Shakira’s ‘Hips’ shake the music industry
April 6, 2007 by Music Blogger

Call it the “Hips Don’t Lie” effect.
Last year, Epic Records held a contest offering fans a chance to help create a video for Colombian pop diva Shakira’s yodel-tastic single of the same name featuring Wyclef Jean. Label executives’ expectations were low — they were spending only $5,000 to create and promote a quickie clip, after all.
But the impact of that effort sent shock waves through the music industry.
The contest yielded some 500 submissions of fans lip-syncing and booty-shaking in extremis that were spliced together by a professional editor to create a single video. Posted at Yahoo.com’s music portal in March 2006, it quickly became the site’s most popular clip. When it did drop out of the No. 1 slot several weeks later, it was second only to Shakira’s own video for the same song. The pair of “Hips” were eventually streamed more than 50 million times, making “Hips Don’t Lie” easily the Nielsen BDS most-streamed video of the year, just about tripling the number generated by second-place finisher Beyoncé’s “Check on It.” Shakira’s song went on to become a No. 1 hit in 20 countries, selling 1.7 million copies. And as an unintended result, “Hips Don’t Lie (Fans-Only Version)” seems to have sparked a brave new era of fan-artist interconnectivity.
Now, a slew of similar contests is allowing pop enthusiasts to create content for videos, dictate tour itineraries, name artists’ albums and even perform on stage with the likes of Justin Timberlake, as one contest winner did live during this year’s Grammy Awards broadcast.
According to Craig Marks, editor in chief of Blender magazine, the viewer-decided outcome of “American Idol” turned the key to an era of plugged-in fan empowerment. Meanwhile, fans have grown desensitized to record labels’ traditional promotional efforts while embracing the “choose your own adventure”-style entertainment of YouTube.
“Everyone feels it’s their discovery.
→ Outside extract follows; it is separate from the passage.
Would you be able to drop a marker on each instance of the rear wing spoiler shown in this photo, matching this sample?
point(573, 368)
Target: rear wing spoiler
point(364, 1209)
It’s their domain,” Marks said. “It’s not coming from the culture czars on high — it’s from the people.”
At this MySpace-obsessed moment in culture, the contest gambit provides a cost-effective, buzz-generating alternative to big-budget music videos or costly print-ad runs. Moreover, the contests virally generate publicity and result in virtual “communities” by getting music aficionados to communicate with one another in ways that yesteryear’s fan clubs could never dream of.
It’s an equation that the labels can’t help but love — fans pump in labor, attention and enthusiasm, and artists reap sales. And at least at this point in the cycle, when we’ve yet to see any significant contest backlash, scandal or cynicism, many fans seem energized by the proliferating attempts to pull them into the marketing loop. For Epic’s senior vice president of marketing Lee Stimmel, who was one of the minds behind “Hips Don’t Lie (Fans-Only Version),” enabling Shakira’s music to galvanize a worshipful fan populace meant more than the song’s pop-chart ranking or radio airplay.
“It’s very hard in the media matrix world that we live in to see how a song actually resonates with a fan base and makes that fan base grow,” Stimmel said. “We showed that it can virally and organically grow. That’s something you can’t necessarily buy with traditional media. That one-to-one relationship with customers became the most powerful part of the promotion.”